Bij brief van 8 november 2016 hebben een aantal oud-bestuursleden van de DAL een brief aan het bestuur van De Wissel gezonden. Zij schrijven dat [C] bereid was gevonden om zonder geldelijke vergoeding de DAL bij te staan. Over de 'side letter' schrijven zij, voor zover relevant:
(…)
Toen het einde van deze onverkwikkelijke zaak nog niet in zicht was, vertelde onze als mediator aangetrokken partij, in casu [C] [de rechtbank begrijpt: [C] ], dat, indien wij niet aan zijn voorwaarden voor een tegenprestatie zouden voldoen en dit bestuurlijk bovendien schriftelijk te bekrachtigen, hij zich per direct uit deze onderhandelingen zou terugtrekken. Dat zou betekend hebben, dat wij dus zelf de schuldeisers te woord zouden moeten staan en de onderhandelingen zouden moeten voeren, terwijl we absoluut niet eens inzichtelijk hadden wat er inmiddels al door [C] was afgesproken.
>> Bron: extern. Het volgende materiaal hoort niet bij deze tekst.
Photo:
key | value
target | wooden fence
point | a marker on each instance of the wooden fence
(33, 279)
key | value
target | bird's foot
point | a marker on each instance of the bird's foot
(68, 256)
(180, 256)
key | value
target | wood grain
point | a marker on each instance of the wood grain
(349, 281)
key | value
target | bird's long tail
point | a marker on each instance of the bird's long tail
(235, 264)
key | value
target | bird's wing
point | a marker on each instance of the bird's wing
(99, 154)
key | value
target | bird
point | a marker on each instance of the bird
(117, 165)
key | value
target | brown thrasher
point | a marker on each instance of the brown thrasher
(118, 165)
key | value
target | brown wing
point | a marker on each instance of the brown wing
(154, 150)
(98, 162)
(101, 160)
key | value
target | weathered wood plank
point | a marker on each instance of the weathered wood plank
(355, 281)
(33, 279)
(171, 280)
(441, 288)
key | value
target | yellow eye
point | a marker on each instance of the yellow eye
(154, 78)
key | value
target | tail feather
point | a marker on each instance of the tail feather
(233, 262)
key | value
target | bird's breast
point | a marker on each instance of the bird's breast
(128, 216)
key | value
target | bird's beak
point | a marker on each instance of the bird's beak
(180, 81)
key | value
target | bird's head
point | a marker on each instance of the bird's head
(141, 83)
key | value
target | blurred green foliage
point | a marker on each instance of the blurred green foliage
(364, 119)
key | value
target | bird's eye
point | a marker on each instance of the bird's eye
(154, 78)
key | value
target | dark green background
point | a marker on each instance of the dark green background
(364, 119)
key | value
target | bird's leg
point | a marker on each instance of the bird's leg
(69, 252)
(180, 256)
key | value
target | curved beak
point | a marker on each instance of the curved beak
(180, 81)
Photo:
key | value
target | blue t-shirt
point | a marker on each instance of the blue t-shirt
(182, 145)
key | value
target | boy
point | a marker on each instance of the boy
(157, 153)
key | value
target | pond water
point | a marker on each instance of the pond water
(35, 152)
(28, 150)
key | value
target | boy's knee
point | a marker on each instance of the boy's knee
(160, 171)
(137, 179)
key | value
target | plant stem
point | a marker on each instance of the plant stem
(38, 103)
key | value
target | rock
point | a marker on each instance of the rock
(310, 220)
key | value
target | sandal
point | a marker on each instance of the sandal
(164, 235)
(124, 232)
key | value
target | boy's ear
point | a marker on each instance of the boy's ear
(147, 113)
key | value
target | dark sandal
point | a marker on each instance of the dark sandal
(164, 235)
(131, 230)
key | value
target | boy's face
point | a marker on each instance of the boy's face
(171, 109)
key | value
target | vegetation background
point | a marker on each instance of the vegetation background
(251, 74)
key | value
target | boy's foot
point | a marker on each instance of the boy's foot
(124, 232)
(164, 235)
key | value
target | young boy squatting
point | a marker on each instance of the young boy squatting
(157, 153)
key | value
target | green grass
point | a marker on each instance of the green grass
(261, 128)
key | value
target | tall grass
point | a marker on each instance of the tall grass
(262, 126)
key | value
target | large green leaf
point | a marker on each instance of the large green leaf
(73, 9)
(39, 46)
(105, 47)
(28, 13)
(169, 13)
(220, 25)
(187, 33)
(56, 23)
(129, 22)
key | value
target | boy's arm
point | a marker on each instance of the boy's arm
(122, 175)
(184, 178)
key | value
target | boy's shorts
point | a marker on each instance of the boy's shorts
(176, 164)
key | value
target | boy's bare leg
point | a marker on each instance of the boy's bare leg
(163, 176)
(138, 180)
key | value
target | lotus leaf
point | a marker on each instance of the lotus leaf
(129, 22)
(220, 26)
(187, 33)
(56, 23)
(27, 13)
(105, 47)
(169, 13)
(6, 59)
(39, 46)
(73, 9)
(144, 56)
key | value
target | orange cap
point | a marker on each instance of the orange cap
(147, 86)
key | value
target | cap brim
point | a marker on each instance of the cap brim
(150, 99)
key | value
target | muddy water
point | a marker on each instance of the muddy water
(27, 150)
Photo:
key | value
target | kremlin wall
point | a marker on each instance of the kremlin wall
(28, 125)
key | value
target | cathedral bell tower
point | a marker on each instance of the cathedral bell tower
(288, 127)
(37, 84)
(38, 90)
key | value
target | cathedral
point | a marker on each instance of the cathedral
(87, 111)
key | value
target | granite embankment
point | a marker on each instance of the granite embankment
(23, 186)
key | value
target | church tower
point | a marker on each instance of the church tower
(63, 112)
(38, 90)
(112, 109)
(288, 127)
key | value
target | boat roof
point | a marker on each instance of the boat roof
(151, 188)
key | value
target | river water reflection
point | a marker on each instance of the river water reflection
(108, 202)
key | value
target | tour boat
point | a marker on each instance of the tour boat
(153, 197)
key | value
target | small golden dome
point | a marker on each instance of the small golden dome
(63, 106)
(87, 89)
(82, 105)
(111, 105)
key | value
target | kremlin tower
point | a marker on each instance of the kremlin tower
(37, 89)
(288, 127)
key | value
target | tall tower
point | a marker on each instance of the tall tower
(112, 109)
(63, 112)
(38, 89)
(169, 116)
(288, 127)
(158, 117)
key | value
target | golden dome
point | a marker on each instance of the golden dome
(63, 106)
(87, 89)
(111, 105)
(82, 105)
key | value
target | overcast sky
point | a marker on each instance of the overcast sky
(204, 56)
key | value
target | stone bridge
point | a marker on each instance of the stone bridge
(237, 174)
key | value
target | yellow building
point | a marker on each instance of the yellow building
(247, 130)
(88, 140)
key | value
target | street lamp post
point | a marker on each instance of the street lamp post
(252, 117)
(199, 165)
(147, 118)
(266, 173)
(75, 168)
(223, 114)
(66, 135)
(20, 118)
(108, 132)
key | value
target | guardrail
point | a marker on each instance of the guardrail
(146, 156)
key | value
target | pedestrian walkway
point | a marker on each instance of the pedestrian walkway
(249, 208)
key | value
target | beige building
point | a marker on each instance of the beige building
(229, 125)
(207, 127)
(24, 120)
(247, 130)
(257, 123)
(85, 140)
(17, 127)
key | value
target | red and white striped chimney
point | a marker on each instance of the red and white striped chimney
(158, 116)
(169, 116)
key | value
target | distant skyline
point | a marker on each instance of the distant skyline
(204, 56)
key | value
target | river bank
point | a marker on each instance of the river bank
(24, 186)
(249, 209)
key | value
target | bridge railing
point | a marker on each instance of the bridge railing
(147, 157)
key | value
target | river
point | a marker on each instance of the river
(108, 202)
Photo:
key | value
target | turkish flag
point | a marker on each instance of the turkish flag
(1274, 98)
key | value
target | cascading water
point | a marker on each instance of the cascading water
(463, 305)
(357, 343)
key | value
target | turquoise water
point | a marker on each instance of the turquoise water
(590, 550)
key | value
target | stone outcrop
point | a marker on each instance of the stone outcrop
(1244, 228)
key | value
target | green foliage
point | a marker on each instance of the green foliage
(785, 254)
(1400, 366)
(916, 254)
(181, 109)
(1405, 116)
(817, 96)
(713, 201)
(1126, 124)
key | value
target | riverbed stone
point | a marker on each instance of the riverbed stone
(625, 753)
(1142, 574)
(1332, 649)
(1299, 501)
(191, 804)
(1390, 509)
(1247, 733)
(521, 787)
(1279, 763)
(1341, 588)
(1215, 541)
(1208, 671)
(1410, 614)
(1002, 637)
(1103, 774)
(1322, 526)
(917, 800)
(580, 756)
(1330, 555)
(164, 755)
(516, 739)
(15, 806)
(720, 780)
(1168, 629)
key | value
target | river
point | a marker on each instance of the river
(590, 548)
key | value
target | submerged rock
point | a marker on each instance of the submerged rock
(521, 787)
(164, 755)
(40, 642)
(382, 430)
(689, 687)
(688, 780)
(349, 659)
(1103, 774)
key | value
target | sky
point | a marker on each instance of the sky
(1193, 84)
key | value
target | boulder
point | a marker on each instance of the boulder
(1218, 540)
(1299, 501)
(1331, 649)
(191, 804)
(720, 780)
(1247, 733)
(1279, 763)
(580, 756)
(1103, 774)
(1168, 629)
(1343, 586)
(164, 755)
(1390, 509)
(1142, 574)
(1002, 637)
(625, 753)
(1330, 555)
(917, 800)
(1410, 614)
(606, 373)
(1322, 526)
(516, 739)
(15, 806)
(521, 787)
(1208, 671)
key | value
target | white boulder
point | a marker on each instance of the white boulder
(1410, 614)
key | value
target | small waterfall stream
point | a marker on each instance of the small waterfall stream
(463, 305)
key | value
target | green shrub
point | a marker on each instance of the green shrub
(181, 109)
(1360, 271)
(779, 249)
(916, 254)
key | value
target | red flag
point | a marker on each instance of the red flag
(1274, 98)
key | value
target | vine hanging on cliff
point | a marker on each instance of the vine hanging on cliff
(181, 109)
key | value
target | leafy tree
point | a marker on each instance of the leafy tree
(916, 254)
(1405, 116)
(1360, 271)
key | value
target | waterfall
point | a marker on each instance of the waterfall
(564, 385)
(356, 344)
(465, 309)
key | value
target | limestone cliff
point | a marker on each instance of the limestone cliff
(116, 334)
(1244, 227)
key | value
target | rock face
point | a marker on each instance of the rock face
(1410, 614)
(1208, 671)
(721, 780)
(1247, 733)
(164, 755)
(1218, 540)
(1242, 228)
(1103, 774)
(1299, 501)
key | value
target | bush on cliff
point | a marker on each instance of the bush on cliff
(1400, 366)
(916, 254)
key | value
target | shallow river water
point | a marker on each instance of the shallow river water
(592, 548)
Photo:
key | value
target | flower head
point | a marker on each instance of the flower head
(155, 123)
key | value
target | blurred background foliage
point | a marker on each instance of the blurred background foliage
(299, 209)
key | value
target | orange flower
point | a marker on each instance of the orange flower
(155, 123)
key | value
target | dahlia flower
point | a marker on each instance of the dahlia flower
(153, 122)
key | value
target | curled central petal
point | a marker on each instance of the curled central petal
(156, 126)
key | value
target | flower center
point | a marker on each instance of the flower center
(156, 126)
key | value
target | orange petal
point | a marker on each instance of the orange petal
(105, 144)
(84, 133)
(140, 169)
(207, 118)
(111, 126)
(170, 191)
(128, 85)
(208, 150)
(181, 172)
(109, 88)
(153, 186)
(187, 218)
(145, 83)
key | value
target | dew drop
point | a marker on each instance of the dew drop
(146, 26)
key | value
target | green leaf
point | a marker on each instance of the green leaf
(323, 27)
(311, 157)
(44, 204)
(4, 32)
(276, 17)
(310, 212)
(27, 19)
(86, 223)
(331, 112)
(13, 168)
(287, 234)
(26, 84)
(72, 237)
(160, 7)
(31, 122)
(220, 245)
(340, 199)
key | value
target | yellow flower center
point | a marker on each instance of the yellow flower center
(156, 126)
Dat zou onze zakelijke positie in de onderhandelingen in ernstige mate verzwakt hebben en de uitkomst daarvan zeer onzeker hebben gemaakt.
(…)
Ook wisten we, dat indien onze mediator [C] zich op dat moment zou terugtrekken, dit desastreuse gevolgen kon hebben voor onze goodwill naar de schuldeisers toe en hun bereidheid die zij tot dan toe hadden getoond om met de DAL mee te werken om tot een goede oplossing van de problematiek te komen. Het gaf ons in ieder geval het nare en onontkoombare gevoel dat we eigenlijk geen enkele andere keuze hadden dan onder deze dwang en dreiging het 'wurgcontract' te ondertekenen en hoopten, eigenlijk door het latere handelen van [C] , dat deze schuld, tegen beter weten in, uiteindelijk niet betaald zou hoeven worden.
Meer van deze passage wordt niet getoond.